Thursday, October 2, 2014

Trying To Keep It Light

     I’ve been trying to keep it light. My heart that is. Trying to ignore the things that weigh it down. Shifting things around in my head to make it appear like there is nothing there to be concerned about. Hiding all my fears and insecurities behind imagined pure white perfect walls of everything good and holy. Trouble is my sub conscience is all too aware of everything stashed in hiding. I honestly secretly dread birthday weeks. They bring the reality of my existence to the forefront of my brain, out from behind the pristine walls of my own making where my tangle of top side matter leans to the heavy end. I wish I was one of those people that woke up happy and for the most part remained that way for the rest of the day. I’m just not. I’m sure God had a reason for making me such a “feeler” but these are the weeks I wish I could flick a happy switch and just be…well…happy. I get massively introspective and looking inward with such intensity creates a downward momentum of dissatisfaction. The never ending pursuit of wanting to be ok with “self”.

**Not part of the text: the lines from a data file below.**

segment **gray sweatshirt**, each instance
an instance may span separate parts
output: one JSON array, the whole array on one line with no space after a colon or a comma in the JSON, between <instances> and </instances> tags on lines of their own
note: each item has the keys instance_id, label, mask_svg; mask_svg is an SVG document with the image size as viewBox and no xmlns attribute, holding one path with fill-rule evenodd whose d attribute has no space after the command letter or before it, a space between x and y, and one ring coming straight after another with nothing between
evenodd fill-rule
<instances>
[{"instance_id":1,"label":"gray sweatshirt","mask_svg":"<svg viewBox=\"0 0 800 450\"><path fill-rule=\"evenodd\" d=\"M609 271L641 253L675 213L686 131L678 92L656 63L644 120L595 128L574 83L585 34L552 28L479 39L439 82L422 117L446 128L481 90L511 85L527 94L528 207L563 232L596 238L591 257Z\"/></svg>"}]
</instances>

     I’m in rare form tonight. It’s the whole birthday thing. I’m trying not to think too hard but my life feels very shallow at the moment. I’m trying to enjoy my new couch and dish hutches and not think of the debt incurred by their acquisition or about those in my life that have nothing. I’m trying to forget the newest story of heart break and tragedy from the ISIS terror taking over parts of the world. Here is the latest email:

     RUN Ministries president Eric Watt spoke candidly, but carefully. His voice wavered at times under the strain of emotion as he retold a story from a letter he'd received the day before. It was from a man whose village had been completely destroyed by ISIS.

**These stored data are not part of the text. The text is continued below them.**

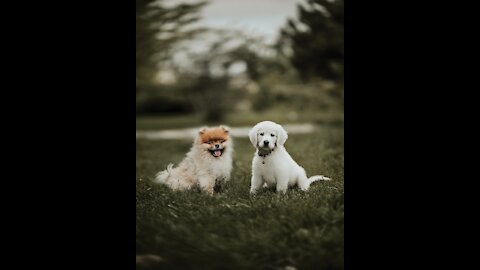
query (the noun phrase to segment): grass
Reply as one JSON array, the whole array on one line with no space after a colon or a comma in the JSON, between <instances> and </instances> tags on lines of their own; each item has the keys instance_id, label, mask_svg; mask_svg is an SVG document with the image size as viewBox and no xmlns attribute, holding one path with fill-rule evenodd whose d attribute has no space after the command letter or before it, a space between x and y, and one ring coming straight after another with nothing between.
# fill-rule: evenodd
<instances>
[{"instance_id":1,"label":"grass","mask_svg":"<svg viewBox=\"0 0 480 270\"><path fill-rule=\"evenodd\" d=\"M334 179L306 193L265 190L251 197L254 149L246 138L235 139L231 181L213 197L150 182L190 145L137 140L137 254L160 256L160 269L343 269L343 128L288 139L287 150L308 176Z\"/></svg>"}]
</instances>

"Both he and his wife were herded into a big outdoor corral to be sorted like cattle. The man however, refused to be separated from his wife. Terrorists then moved them to the side and seemingly passed them by. But the following day, the man wrote, a gang of 100 -- each carrying stones surrounded he and his wife. They were told if they could outrun the stones, ISIS would let them live. Otherwise, because they had broken Sharia law, they would die. The man and his wife desperately tried to outrun the flying stones, but because his wife was already weakened from sickness, she didn't make it."

Eric also explained that RUN volunteers, scouring the northern Iraq mountains, found the man and brought him to a "Community of Hope" refugee camp where he has been receiving water, food, shelter and protection.

Barely able to contain his emotion, Eric continued, "I can't imagine the pain that he must be feeling, yet he still found the strength to write -- thanking those who are helping to end the terror by providing a place of safety and peace."

You simply don’t forget something like this.

     I just want to cry. I want things to change and be better but they seem to bump along in their sameness. I want the deep places that hurt in this world to be whole. 

     As you can see, I haven’t been very successful keeping it light. Thank you, if you’ve read this far, for allowing me to prattle on about the things that make my heart hurt. Writing helps me get it out in a less “liquid” form.

The following Psalm is my prayer tonight.


     Let the morning will bring me word of your unfailing love for I have put my trust in You. Show me the way to go for to You I entrust my life (Psalm 143:8).